All conversation has importance. Text messaging or a spoken conversation on the mobile phone may not be poetry, of course. The Greeks believed memory was the mother of all nine daughters of creativity: by that, they didn’t simply mean memorization but, as the poet David Whyte has observed, the deeper memory of what it means to be fully human, fully alive in this resplendent world, whether in the most banal or stressful circumstances. And hasn’t poetry always been one of the great disciplines of remembering? Thinking about it this way, “poetry becomes a form of rescue,” Whyte says, “that as we write it, or speak it, we are actually bringing this enormous energy back to the surface again, back into conversation with the world.”
A recent happening here in Portland, Maine, is proof that poetry not only changes us but can change even as formal, conservative, and bureaucratic an institution as the police department.
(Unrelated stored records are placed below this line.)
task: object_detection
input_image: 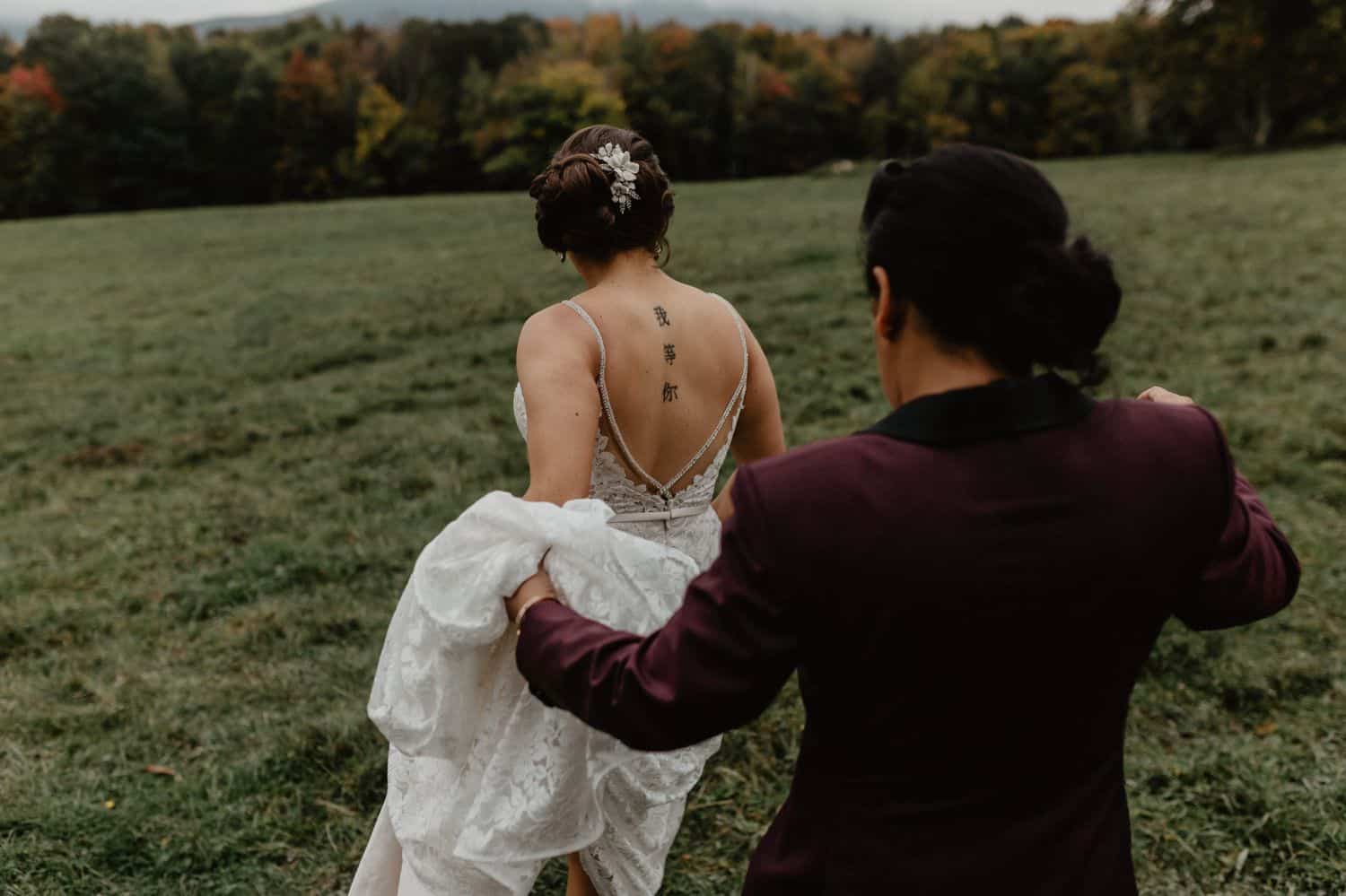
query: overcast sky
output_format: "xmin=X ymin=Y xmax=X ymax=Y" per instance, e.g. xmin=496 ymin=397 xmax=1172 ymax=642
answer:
xmin=10 ymin=0 xmax=1124 ymax=26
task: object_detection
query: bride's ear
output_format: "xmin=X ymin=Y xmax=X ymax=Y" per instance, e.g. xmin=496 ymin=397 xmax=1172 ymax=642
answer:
xmin=870 ymin=266 xmax=905 ymax=342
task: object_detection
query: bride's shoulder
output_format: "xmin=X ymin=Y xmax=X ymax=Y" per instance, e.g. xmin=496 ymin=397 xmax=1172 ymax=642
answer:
xmin=517 ymin=303 xmax=598 ymax=366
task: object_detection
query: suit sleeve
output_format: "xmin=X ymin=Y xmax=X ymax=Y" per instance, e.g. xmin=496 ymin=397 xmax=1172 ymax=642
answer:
xmin=1178 ymin=414 xmax=1300 ymax=630
xmin=517 ymin=468 xmax=799 ymax=751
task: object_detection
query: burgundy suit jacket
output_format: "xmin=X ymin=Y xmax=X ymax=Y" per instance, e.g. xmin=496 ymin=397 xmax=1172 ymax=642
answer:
xmin=517 ymin=376 xmax=1299 ymax=896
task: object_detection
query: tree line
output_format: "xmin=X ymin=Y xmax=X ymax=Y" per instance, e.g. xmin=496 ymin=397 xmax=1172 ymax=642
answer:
xmin=0 ymin=0 xmax=1346 ymax=218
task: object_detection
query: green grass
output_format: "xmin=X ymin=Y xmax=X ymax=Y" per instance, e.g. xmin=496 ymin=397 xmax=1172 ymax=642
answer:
xmin=0 ymin=150 xmax=1346 ymax=896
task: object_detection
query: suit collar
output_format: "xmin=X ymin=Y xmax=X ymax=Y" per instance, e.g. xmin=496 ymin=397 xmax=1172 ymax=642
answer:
xmin=864 ymin=374 xmax=1095 ymax=448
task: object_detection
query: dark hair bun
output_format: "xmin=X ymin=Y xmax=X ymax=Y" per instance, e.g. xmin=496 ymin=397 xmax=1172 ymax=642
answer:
xmin=529 ymin=126 xmax=673 ymax=261
xmin=861 ymin=144 xmax=1122 ymax=384
xmin=990 ymin=237 xmax=1122 ymax=381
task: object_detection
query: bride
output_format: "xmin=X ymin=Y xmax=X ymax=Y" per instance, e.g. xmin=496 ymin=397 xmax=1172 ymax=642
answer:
xmin=352 ymin=126 xmax=785 ymax=896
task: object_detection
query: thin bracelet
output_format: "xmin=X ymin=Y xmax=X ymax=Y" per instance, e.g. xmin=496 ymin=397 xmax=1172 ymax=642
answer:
xmin=514 ymin=591 xmax=560 ymax=635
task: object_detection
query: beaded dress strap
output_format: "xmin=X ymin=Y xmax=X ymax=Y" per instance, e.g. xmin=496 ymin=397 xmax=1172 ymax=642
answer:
xmin=562 ymin=296 xmax=748 ymax=500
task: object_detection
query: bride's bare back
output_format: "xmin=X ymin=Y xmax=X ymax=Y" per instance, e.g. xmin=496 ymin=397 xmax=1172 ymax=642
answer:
xmin=519 ymin=257 xmax=785 ymax=502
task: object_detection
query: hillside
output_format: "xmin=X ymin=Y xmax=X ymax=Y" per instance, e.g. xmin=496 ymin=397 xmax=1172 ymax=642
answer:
xmin=196 ymin=0 xmax=813 ymax=32
xmin=0 ymin=148 xmax=1346 ymax=896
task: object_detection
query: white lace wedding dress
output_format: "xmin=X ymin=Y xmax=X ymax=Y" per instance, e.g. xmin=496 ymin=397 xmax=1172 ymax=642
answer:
xmin=352 ymin=300 xmax=748 ymax=896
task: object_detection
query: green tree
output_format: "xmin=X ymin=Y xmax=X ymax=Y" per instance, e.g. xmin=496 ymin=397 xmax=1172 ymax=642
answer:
xmin=471 ymin=59 xmax=626 ymax=187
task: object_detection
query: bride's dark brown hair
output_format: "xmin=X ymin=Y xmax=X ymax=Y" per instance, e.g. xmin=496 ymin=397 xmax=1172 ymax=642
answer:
xmin=528 ymin=126 xmax=673 ymax=261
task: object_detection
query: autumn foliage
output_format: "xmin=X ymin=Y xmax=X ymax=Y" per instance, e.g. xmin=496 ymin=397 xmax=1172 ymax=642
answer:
xmin=0 ymin=0 xmax=1346 ymax=217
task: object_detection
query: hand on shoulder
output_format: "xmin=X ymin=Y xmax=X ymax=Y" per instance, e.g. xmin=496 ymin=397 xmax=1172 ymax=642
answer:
xmin=1139 ymin=387 xmax=1197 ymax=408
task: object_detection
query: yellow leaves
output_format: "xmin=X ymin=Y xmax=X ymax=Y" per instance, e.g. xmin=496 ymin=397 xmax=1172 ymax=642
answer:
xmin=355 ymin=83 xmax=406 ymax=163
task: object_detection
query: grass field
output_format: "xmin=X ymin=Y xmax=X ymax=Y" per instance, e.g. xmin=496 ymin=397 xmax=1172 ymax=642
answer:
xmin=0 ymin=150 xmax=1346 ymax=896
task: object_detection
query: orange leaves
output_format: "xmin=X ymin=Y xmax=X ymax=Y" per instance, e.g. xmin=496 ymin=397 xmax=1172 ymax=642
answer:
xmin=0 ymin=64 xmax=66 ymax=112
xmin=280 ymin=48 xmax=336 ymax=102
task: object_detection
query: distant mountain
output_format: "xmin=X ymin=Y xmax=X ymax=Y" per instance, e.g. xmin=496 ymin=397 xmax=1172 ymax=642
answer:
xmin=0 ymin=16 xmax=32 ymax=40
xmin=196 ymin=0 xmax=818 ymax=34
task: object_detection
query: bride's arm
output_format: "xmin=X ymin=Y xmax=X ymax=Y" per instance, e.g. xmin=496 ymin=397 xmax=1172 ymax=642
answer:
xmin=715 ymin=321 xmax=785 ymax=521
xmin=516 ymin=306 xmax=602 ymax=505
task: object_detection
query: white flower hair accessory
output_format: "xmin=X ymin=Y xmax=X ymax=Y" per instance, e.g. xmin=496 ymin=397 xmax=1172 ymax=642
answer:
xmin=594 ymin=143 xmax=641 ymax=214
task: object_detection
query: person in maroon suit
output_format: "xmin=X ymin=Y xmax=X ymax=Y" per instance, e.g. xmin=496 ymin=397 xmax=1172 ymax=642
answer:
xmin=509 ymin=145 xmax=1299 ymax=896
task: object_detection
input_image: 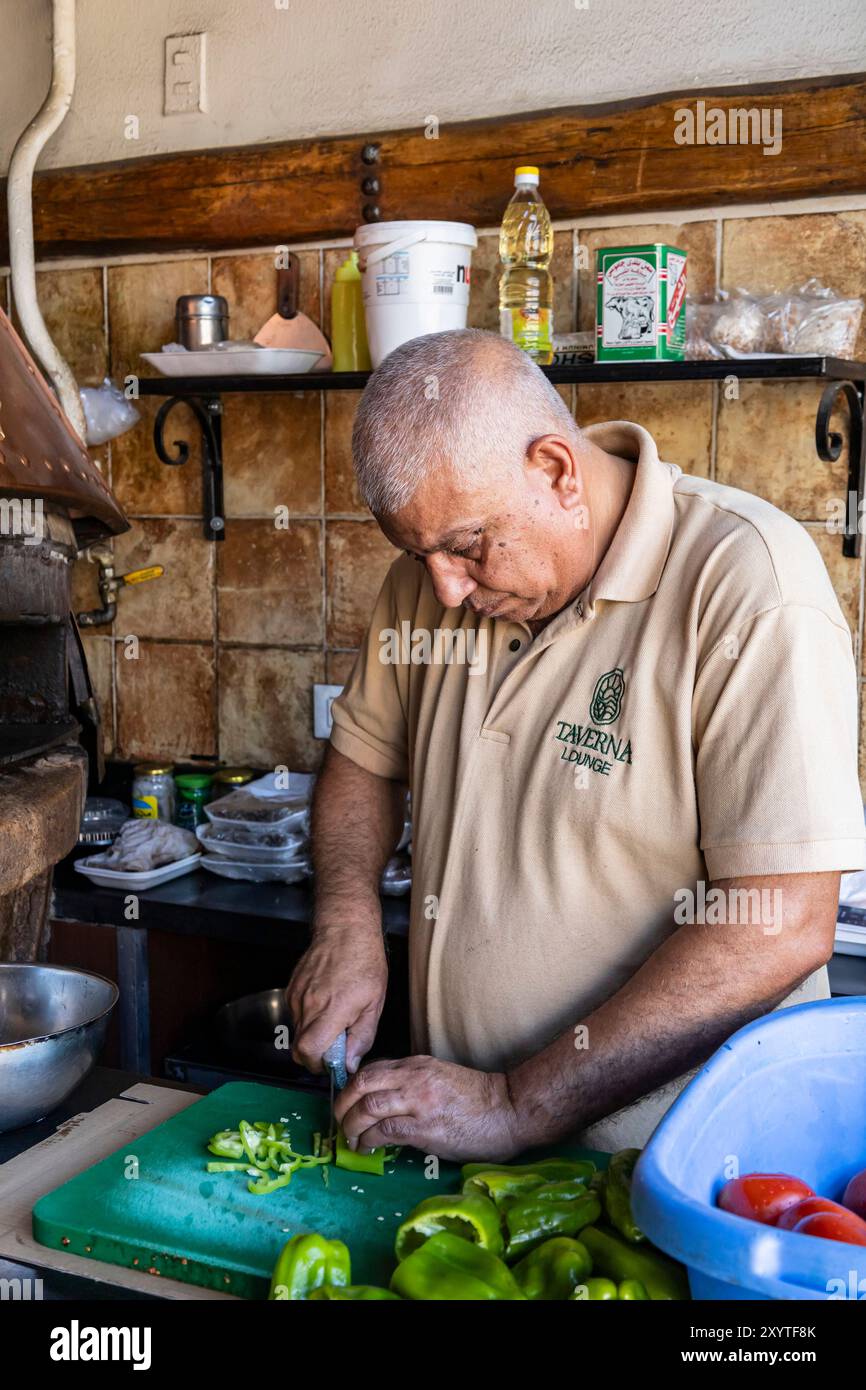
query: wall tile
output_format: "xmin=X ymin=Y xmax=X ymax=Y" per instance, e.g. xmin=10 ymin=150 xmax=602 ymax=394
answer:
xmin=111 ymin=396 xmax=202 ymax=516
xmin=108 ymin=257 xmax=207 ymax=377
xmin=13 ymin=265 xmax=108 ymax=386
xmin=806 ymin=525 xmax=862 ymax=645
xmin=220 ymin=646 xmax=325 ymax=771
xmin=211 ymin=250 xmax=321 ymax=339
xmin=114 ymin=642 xmax=217 ymax=760
xmin=215 ymin=521 xmax=322 ymax=645
xmin=82 ymin=628 xmax=114 ymax=758
xmin=716 ymin=381 xmax=848 ymax=521
xmin=575 ymin=381 xmax=713 ymax=478
xmin=325 ymin=652 xmax=357 ymax=685
xmin=721 ymin=211 xmax=866 ymax=357
xmin=577 ymin=222 xmax=716 ymax=331
xmin=324 ymin=391 xmax=370 ymax=517
xmin=114 ymin=520 xmax=218 ymax=642
xmin=325 ymin=521 xmax=400 ymax=646
xmin=222 ymin=391 xmax=322 ymax=517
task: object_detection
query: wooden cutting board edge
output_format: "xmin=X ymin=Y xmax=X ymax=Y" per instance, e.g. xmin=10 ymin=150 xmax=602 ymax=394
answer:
xmin=0 ymin=1081 xmax=238 ymax=1302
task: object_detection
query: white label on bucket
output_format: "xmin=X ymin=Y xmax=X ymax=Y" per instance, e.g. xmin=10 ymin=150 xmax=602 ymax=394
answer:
xmin=375 ymin=256 xmax=409 ymax=295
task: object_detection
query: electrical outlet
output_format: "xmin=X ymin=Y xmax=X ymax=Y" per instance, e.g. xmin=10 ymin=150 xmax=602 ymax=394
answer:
xmin=163 ymin=33 xmax=206 ymax=115
xmin=313 ymin=685 xmax=343 ymax=738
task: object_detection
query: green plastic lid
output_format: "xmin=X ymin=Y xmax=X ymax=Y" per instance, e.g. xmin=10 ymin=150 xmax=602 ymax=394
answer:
xmin=334 ymin=250 xmax=361 ymax=281
xmin=175 ymin=773 xmax=214 ymax=792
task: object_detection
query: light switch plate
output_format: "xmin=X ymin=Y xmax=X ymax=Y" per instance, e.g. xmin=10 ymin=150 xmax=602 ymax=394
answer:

Just over a year ago, I participated in Portland’s first Police and Poetry Project, which paired five officers with five poets in mutually mentoring roles.
“I do hate the hat,” the officer I worked with said in one of our conversations, which confidence grew into the following haiku, its spare three lines later succeeding in moving the city’s police chief to change department dress regulations. “The decision to let officers not wear hats in public,” the chief told the state’s largest daily newspaper, “was influenced by a poem.”
I Do Hate the Hat
by Officer Alissa Poisson
Talking to a child
or a victim, someone harmed,
I take it off.
More profoundly, poetry has been a life-saving balm for some in extremely stressful circumstances. Jacques Lusseyran, a Frenchman who survived the Buchenwald concentration camp, says he learned “that poetry is an act, an incantation, a kiss of peace, a medicine…neither more nor less.” In his memoir he talks about how reciting poems lifted the spirits of prisoners. In one of them, he recalls a boy who had lost all hope: “This night I held his arm very firmly, because he was on the verge of collapse. I recited some verses to him. Little by little, as the hours went by, I felt him grow stronger, his closed hands opened. I heard him begin to breathe.”